Search code examples
raprioriarules

Matching association rule to source records


I use the following code and receiving the appropriate association rules:

library("arules")
data("Adult")
    rules <- apriori(Adult,parameter = list(supp = 0.5, conf = 0.9, target = "rules"))
  labels(rules)

There are 50 rules. I would like to go back to the source data:

Adult3<-as.data.frame(as(Adult,"matrix"))

And to add new column to Adult3$RUL_NUM. This column will include the value of relevant rule (from 1 to 50 in this case) that the record complies with (for each record). If there are more than one rule per record I would like to add the last rule that record complies with it.


Solution

  • You probably want to look into the is.superset function. For example

    is.superset(Adult, lhs(rules))
    

    will give you a logical matrix that indicates for each transaction which rule is "relevant" (i.e., where all the items in the LHS are present).

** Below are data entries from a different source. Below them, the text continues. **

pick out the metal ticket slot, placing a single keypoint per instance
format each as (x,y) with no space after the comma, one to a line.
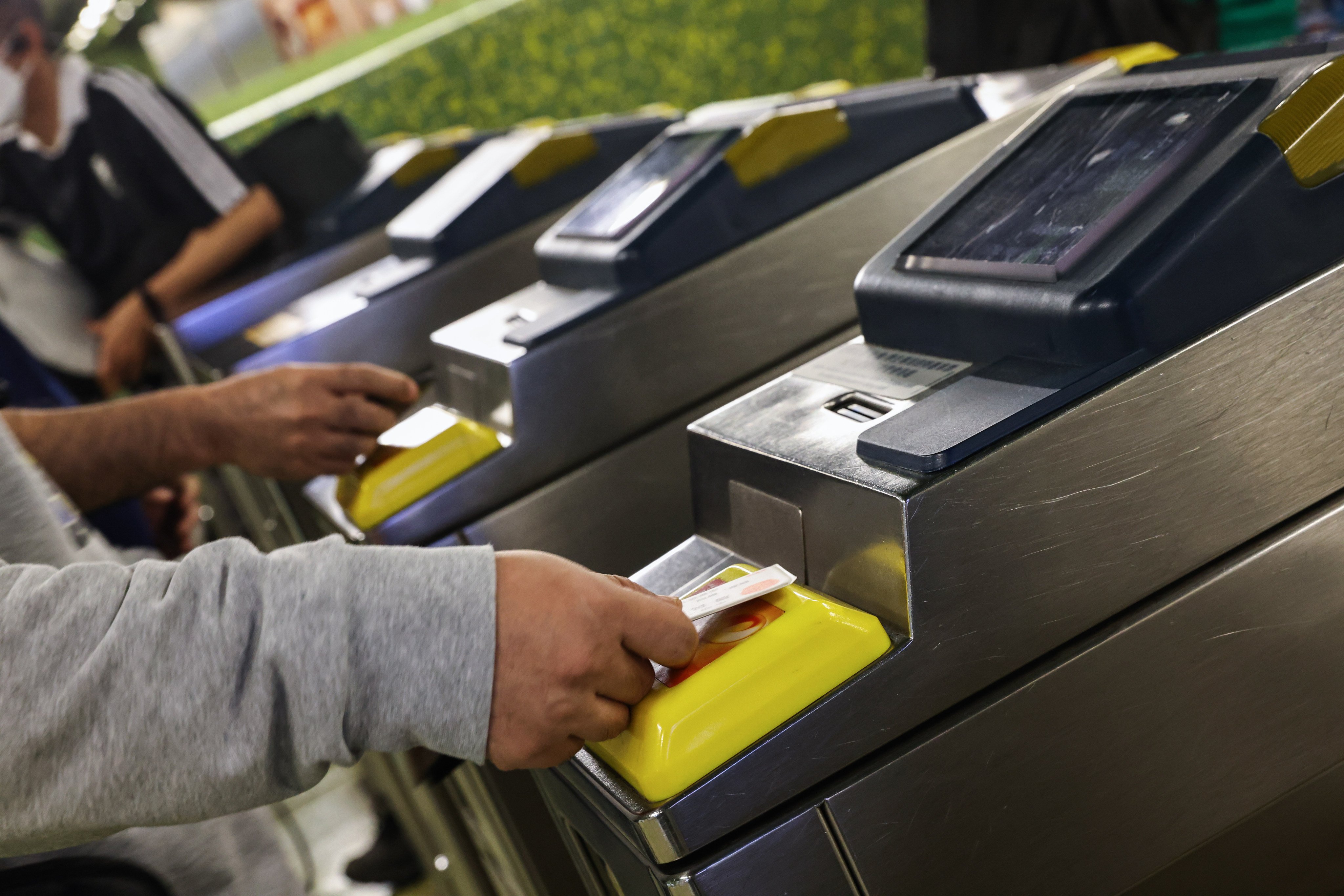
(1082,472)
(463,242)
(658,267)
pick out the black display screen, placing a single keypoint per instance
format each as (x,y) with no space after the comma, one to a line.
(1093,160)
(618,206)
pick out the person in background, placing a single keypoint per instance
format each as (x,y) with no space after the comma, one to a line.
(144,205)
(174,692)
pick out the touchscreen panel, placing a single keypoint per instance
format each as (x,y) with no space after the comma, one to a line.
(621,203)
(1095,156)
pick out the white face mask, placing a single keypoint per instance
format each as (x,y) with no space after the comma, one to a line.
(14,87)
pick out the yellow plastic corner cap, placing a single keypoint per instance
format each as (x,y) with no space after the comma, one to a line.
(413,458)
(784,140)
(440,153)
(1308,127)
(1129,55)
(562,151)
(661,109)
(432,160)
(759,665)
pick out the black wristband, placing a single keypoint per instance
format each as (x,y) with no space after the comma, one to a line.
(152,304)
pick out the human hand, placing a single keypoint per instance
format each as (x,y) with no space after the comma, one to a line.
(300,421)
(127,336)
(173,512)
(572,656)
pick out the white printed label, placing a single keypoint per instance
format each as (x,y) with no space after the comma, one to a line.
(881,371)
(730,594)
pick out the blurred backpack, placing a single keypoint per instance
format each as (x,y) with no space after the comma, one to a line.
(308,163)
(80,876)
(970,37)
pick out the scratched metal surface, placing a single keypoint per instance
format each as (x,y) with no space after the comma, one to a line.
(1031,543)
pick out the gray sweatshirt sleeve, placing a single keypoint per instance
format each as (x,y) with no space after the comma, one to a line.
(171,692)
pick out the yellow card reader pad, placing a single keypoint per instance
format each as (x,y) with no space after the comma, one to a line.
(413,458)
(760,664)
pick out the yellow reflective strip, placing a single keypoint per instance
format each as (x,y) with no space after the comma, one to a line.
(784,142)
(561,152)
(433,160)
(1310,125)
(1129,55)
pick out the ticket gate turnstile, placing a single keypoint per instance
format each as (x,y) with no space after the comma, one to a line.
(536,385)
(1113,624)
(650,471)
(463,242)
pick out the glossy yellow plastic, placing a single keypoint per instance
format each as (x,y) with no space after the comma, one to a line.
(564,150)
(786,140)
(396,476)
(440,155)
(681,734)
(1129,55)
(1310,125)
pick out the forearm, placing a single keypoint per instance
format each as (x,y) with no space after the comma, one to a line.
(103,453)
(170,692)
(213,250)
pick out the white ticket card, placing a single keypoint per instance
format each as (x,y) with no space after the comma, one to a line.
(730,594)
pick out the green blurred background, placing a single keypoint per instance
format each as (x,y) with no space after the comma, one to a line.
(566,58)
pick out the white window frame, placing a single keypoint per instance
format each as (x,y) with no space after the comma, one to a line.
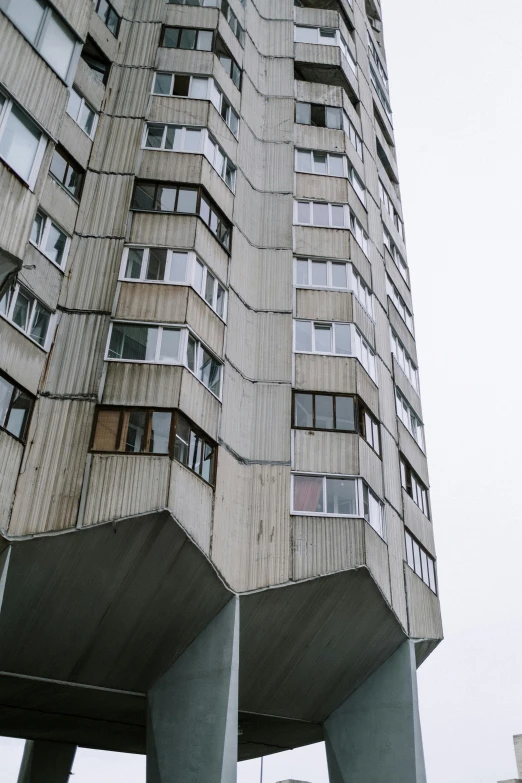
(83,103)
(182,360)
(361,349)
(190,274)
(206,140)
(354,281)
(5,111)
(48,222)
(8,316)
(359,495)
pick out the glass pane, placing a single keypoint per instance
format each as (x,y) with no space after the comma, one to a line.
(154,136)
(134,263)
(324,412)
(308,494)
(339,276)
(303,336)
(27,16)
(187,201)
(323,338)
(169,350)
(303,113)
(134,440)
(304,410)
(341,496)
(345,414)
(160,432)
(19,143)
(57,45)
(156,265)
(40,325)
(55,244)
(319,273)
(343,339)
(162,84)
(21,311)
(178,267)
(132,342)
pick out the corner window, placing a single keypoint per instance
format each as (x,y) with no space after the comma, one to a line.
(22,143)
(16,406)
(27,313)
(337,496)
(48,237)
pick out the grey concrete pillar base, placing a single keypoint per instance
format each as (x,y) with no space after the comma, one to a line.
(192,709)
(46,762)
(375,736)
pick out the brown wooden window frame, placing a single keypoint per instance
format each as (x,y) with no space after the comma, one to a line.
(178,419)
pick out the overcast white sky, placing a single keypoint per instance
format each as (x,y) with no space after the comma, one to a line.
(456,87)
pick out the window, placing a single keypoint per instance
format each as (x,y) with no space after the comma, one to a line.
(404,360)
(323,273)
(158,344)
(45,30)
(409,418)
(67,172)
(321,213)
(181,138)
(156,197)
(390,209)
(335,412)
(160,264)
(83,114)
(414,487)
(399,303)
(48,237)
(420,561)
(15,408)
(327,36)
(328,117)
(27,313)
(93,56)
(336,339)
(107,13)
(147,431)
(199,87)
(337,496)
(398,260)
(22,144)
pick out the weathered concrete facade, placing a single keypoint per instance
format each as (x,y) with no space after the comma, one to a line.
(208,370)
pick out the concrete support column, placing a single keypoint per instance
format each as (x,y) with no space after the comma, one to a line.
(192,709)
(375,735)
(46,762)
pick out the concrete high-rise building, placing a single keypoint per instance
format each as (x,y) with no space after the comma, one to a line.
(216,539)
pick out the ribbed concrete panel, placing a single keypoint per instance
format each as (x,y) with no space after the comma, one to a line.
(191,500)
(326,452)
(20,358)
(44,95)
(142,384)
(125,484)
(418,524)
(49,487)
(259,345)
(199,404)
(11,452)
(423,608)
(251,535)
(397,554)
(325,373)
(77,360)
(255,420)
(323,545)
(92,271)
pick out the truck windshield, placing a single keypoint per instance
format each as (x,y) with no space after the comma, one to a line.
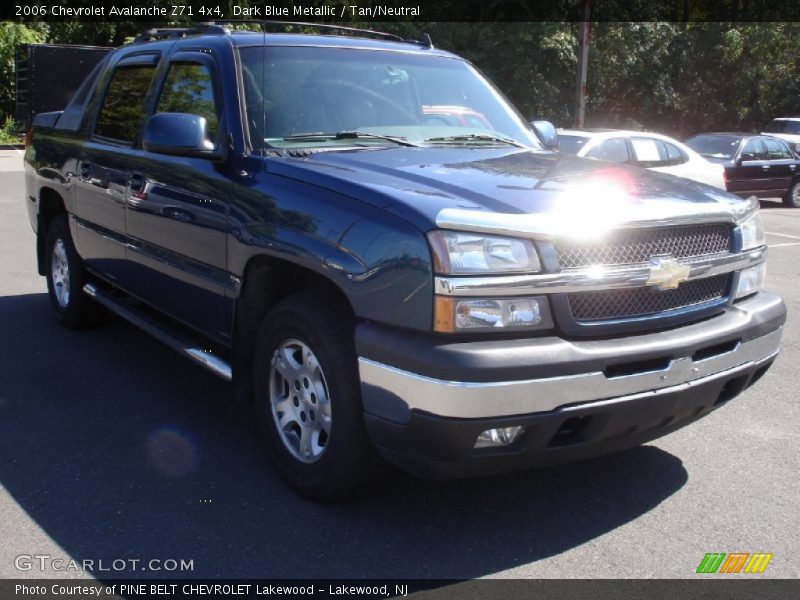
(571,144)
(301,96)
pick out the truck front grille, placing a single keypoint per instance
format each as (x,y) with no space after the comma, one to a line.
(641,302)
(640,245)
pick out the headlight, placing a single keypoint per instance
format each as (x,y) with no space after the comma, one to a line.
(453,315)
(752,231)
(750,281)
(461,253)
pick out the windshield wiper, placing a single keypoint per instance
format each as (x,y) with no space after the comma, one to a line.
(348,135)
(476,137)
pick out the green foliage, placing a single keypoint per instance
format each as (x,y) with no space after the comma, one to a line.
(12,35)
(8,134)
(675,77)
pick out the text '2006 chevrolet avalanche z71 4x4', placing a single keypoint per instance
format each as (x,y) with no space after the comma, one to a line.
(299,214)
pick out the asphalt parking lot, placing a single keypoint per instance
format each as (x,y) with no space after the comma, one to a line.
(112,447)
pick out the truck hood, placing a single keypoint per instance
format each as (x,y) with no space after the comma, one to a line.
(533,192)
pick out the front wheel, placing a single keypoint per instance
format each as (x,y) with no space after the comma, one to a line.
(792,197)
(307,397)
(66,277)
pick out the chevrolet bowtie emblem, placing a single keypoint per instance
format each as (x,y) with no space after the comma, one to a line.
(666,273)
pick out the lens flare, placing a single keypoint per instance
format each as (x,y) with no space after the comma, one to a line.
(171,453)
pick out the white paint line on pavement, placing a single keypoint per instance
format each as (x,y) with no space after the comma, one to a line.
(794,237)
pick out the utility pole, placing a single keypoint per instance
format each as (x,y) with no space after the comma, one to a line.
(583,61)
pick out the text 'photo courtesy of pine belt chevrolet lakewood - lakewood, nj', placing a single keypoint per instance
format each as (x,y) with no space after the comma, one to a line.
(385,271)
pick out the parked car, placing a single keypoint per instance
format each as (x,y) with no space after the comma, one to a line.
(647,150)
(755,165)
(458,299)
(787,129)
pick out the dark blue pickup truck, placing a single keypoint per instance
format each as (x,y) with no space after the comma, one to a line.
(386,259)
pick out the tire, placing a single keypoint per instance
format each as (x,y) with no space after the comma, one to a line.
(792,197)
(309,407)
(66,277)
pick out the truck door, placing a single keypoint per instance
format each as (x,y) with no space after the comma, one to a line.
(177,208)
(782,166)
(102,170)
(750,173)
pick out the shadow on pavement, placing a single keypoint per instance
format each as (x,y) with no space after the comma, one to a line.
(118,448)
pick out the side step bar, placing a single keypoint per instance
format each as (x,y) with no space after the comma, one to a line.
(204,358)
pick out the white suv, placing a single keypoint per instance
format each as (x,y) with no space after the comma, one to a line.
(786,128)
(644,149)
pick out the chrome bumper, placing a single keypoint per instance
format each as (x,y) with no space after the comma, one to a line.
(464,399)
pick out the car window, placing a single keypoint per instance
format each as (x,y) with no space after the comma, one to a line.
(189,88)
(572,144)
(777,150)
(753,150)
(714,146)
(613,150)
(648,152)
(675,155)
(779,126)
(121,113)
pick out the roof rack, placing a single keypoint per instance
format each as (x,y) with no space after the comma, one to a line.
(219,28)
(427,42)
(152,35)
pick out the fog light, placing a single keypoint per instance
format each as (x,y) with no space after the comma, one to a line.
(501,436)
(751,280)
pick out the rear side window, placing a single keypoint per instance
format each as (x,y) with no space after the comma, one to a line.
(753,150)
(121,113)
(189,88)
(674,155)
(73,113)
(613,150)
(648,152)
(777,150)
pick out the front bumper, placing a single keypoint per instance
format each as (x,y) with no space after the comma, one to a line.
(426,402)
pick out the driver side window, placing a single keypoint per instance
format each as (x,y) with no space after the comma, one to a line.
(189,88)
(753,150)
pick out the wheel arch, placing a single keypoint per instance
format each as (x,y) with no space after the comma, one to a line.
(267,281)
(51,204)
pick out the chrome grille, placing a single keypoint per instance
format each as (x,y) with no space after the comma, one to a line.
(639,302)
(639,245)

    Edit: If you want to match the whole rule then use the code Avi suggested below:

    is.superset(Adult, lhs(rules))
    

    To get the id (number) of the last rule that matches you can use (more or less) straight-forward R code on the superset matrix:

    w <- sapply(apply(is.superset(Adult, rules), MARGIN = 1, which), tail, n = 1)
    

    This code finds the column index of all ones in each row and then returns the last one.